Employee Redundancy Process in the Elevator Industry
Jul 08, 2024The implementation of processes in the elevator industry is important. However, one aspect that often gets overlooked is the employee redundancy process. This refers to the duplication of roles, tasks, or responsibilities among employees to ensure that operations continue smoothly even when one or more key personnel are unavailable. In this article, let’s delve into employee redundancy process- what is redundancy and the best practices in evaluating and handling redundant roles.
What is Redundancy?
Redundancy refers to a process of terminating employees from their employment due to different business reasons. Most often the reasons are related to poor economic conditions: the job category becoming unnecessary or severely diminished, lack of projects or funds, relocation of business, discontinuance of business in general. In the elevator industry, redundancy can happen when the business introduces new technology, slows down due to lower sales and lesser projects, or restructures due to mergers or takeovers. This could also mean having multiple technicians, engineers, and administrative staff capable of performing critical tasks such as maintenance, repairs, installations, and customer service.
Genuine Redundancy
When an employee’s dismissal is a genuine redundancy the employee isn’t able to make an unfair dismissal claim. A genuine redundancy is when:
- the person’s job doesn’t need to be done by anyone
- the employer followed any consultation requirements in the award, enterprise agreement or other registered agreement.
A dismissal is not a genuine redundancy if the employer:
- still needs the employee’s job to be done by someone (for example, hires someone else to do the job)
- has not followed relevant requirements to consult with the employees about the redundancy under an award or registered agreement or
- could have reasonably, in the circumstances, given the employee another job within the employer’s business or an associated entity.

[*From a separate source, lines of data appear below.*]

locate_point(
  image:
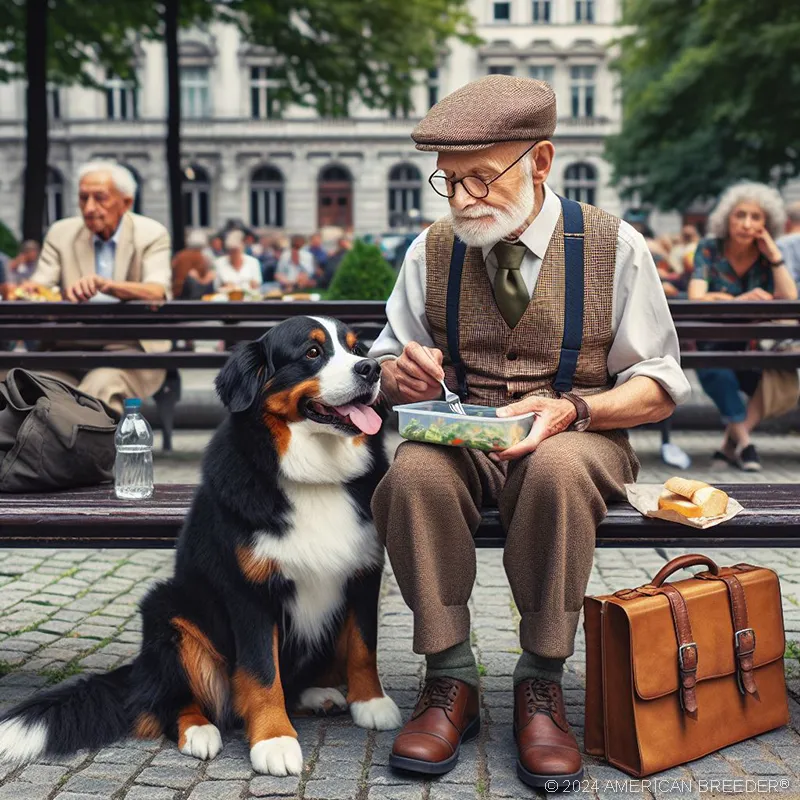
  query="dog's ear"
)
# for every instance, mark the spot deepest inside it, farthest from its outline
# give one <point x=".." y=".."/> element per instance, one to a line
<point x="242" y="376"/>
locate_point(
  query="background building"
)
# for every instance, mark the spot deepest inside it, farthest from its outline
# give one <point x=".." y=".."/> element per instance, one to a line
<point x="247" y="159"/>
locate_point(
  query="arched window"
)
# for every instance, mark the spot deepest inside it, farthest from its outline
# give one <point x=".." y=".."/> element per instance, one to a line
<point x="405" y="195"/>
<point x="580" y="183"/>
<point x="196" y="191"/>
<point x="137" y="200"/>
<point x="54" y="197"/>
<point x="335" y="206"/>
<point x="266" y="197"/>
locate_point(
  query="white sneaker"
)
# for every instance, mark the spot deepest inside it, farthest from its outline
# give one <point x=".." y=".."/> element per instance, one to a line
<point x="673" y="455"/>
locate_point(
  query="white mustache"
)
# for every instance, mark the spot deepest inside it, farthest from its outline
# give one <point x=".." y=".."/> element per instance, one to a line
<point x="468" y="214"/>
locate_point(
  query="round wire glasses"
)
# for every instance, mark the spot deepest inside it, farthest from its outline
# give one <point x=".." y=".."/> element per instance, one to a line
<point x="473" y="185"/>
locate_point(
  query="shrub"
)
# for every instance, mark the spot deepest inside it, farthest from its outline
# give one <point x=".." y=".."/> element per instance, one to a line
<point x="364" y="274"/>
<point x="8" y="243"/>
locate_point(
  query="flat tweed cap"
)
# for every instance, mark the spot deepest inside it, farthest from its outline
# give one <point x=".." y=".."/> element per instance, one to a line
<point x="497" y="108"/>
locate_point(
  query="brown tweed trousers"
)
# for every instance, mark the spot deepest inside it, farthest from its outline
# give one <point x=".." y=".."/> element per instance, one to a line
<point x="427" y="507"/>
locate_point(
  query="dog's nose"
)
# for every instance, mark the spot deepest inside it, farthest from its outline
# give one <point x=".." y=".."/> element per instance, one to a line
<point x="368" y="369"/>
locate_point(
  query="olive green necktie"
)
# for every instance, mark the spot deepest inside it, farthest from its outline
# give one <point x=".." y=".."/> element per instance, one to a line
<point x="510" y="292"/>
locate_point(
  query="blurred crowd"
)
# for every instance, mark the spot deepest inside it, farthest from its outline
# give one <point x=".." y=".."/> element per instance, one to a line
<point x="750" y="252"/>
<point x="237" y="261"/>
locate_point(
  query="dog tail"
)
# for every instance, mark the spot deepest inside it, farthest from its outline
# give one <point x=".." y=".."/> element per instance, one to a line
<point x="90" y="713"/>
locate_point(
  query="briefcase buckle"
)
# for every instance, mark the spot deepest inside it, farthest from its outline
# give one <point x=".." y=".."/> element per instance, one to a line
<point x="680" y="656"/>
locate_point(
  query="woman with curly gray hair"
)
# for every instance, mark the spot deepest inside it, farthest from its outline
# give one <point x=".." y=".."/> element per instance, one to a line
<point x="740" y="261"/>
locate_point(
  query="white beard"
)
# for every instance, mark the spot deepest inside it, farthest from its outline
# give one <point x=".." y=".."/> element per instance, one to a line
<point x="480" y="232"/>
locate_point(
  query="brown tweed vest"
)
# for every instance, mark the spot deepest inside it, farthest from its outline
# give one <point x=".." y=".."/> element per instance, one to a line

Employee Redundancy Process: Evaluating Potentially Redundant Roles in Your Elevator Business
Evaluating redundant roles within your company may help you preserve your company’s finances. Here’s a list of steps to help guide you through the process:
1. Identify essential roles within your company
To help you distinguish a group of positions that may not be necessary for your company, you first need to establish essential roles. For example, you could identify essential personnel as company officials and department heads or managers because they help oversee your company’s operations. Department heads could also help take on more administrative tasks within their department if needed.
2. Review key personnel and their ability to take on additional roles within your company
Review each essential employee and their role within your company. They could have previous experience in another role that enables them to take on additional responsibilities.
3. Consider which roles or departments currently present limited benefits
Although this task might be difficult, you should think of the financial stability of your company. Review the structure of your organization to determine which roles present the least potential benefit to your company going forward. This can help you determine which roles are redundant.
4. Evaluate the employment history of each employee in those roles
Once you’ve narrowed down the scope of your search, you can evaluate each employee in the redundant roles. Review their qualifications, job performance and overall contributions to the company. If one employee performs at a more consistent rate than the others, they might be a better candidate to remain at the company.
5. Identify potential areas that those employees could move to within the company
If your purpose for finding redundancies is to improve productivity rather than prevent a loss in profit, you could create new positions or move employees to other roles to better benefit your company.
Employee Redundancy Process Best Practices
Employers must follow a clear and fair redundancy process. However, there is no legal obligation to have a fixed formal written policy. Employers can choose to adopt a formal procedure or follow a more flexible approach according to the circumstances of each round of redundancies. If there is no fixed written process, employers implementing redundancies should let staff know the key elements of the redundancy process to be followed. Whichever approach is taken, the process should include at least these steps:
- Planning
- Identifying the pool for selection
- Seeking volunteers
- Consulting employees
- Selection for redundancy
- Suitable alternative employment
- Appeals and dismissals
- Redundancy payment
- Compassion during redundancy
Handling Employee Redundancy in the Elevator Industry
Employee redundancy process ensures that business operations remain uninterrupted, reliable, and efficient. While there are challenges in implementing redundancy, the benefits far outweigh the costs. By adopting comprehensive training programs, clear documentation, effective communication, and incentivizing participation, elevator companies can create a resilient and adaptable workforce capable of maintaining high standards of service and safety.